A to z kolei oznaczałoby, że wdrożenie tej zasady spowodowałoby, że ci, którzy nie udokumentują przepracowania 15 lat, nie otrzymają emerytury w ogóle, a jednocześnie: nie otrzymają, nawet jednorazowo, kwoty zgromadzonych składek.
O ile od jakiegoś czasu należało się pogodzić z tym, że „nasze” składki tak naprawdę nie są „nasze” – co potwierdził Trybunał Konstytucyjny w kontrowersyjnym wyroku dotyczącym OFE – to utrata prawa do emerytury przez tych, którzy nie przepracowali odpowiedniej liczby lat, wydaje się być kontrowersyjnym działaniem rządu. Zwłaszcza, że ww. wyrok Trybunału zawiera fragment, zgodnie z którym
występowanie ekonomicznej zależności między opłacaniem składki na ubezpieczenie a wysokością świadczenia przysługującego w związku z zaistnieniem ryzyka ubezpieczeniowego jest jednym z elementów ubezpieczeń społecznych, w tym także systemu emerytalnego
Proponowane zmiany (na razie to jednak tylko koncepcja, o czym warto pamiętać) prowadzą zaś do wniosku, że wysokość zgromadzonych składek nie zawsze będzie się przekładać na prawo do emerytury, a tym samym – jej wysokość.

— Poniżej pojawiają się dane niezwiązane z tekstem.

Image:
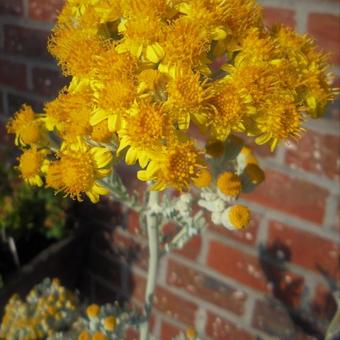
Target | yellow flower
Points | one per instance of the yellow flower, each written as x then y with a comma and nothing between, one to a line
244,158
236,217
260,82
187,98
174,167
254,174
281,121
99,336
92,311
214,148
228,111
31,165
101,133
191,333
77,171
27,127
110,323
204,179
70,114
143,28
84,335
185,46
75,49
113,101
229,184
145,130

Zamiast emerytury ze składek – emerytura obywatelska?
Może natomiast okazać się, że reforma systemu emerytalnego doprowadzi do wprowadzenia w Polsce tzw. emerytur obywatelskich. Wówczas każdy obywatel, po osiągnięciu określonego prawem wieku emerytalnego, otrzyma niską emeryturę bez względu na swoje dotychczasowe zarobki czy staż pracy. Każdy mógłby, oczywiście, dodatkowo odkładać na swoją jesień życia w prywatnych funduszach emerytalnych, w tym prowadzonych np. przez pracodawców.
Takie zmiany wydają się zresztą nieuniknione. Szacuje się, że w 2050 emeryci będą stanowić 1/3 społeczeństwa. To będzie ogromne obciążenie dla budżetu.
Nie ma zatem co liczyć na to, że za kilkanaście czy kilkadziesiąt lat wysokość naszej emerytury wypłacanej przez ZUS będzie efektem naszej ciężkiej pracy, tj. wysokich składek emerytalnych. Nie ma wyjścia – trzeba na tę emeryturę samemu zacząć oszczędzać, bo emerytura obywatelska będzie, tak po prostu, głodowa.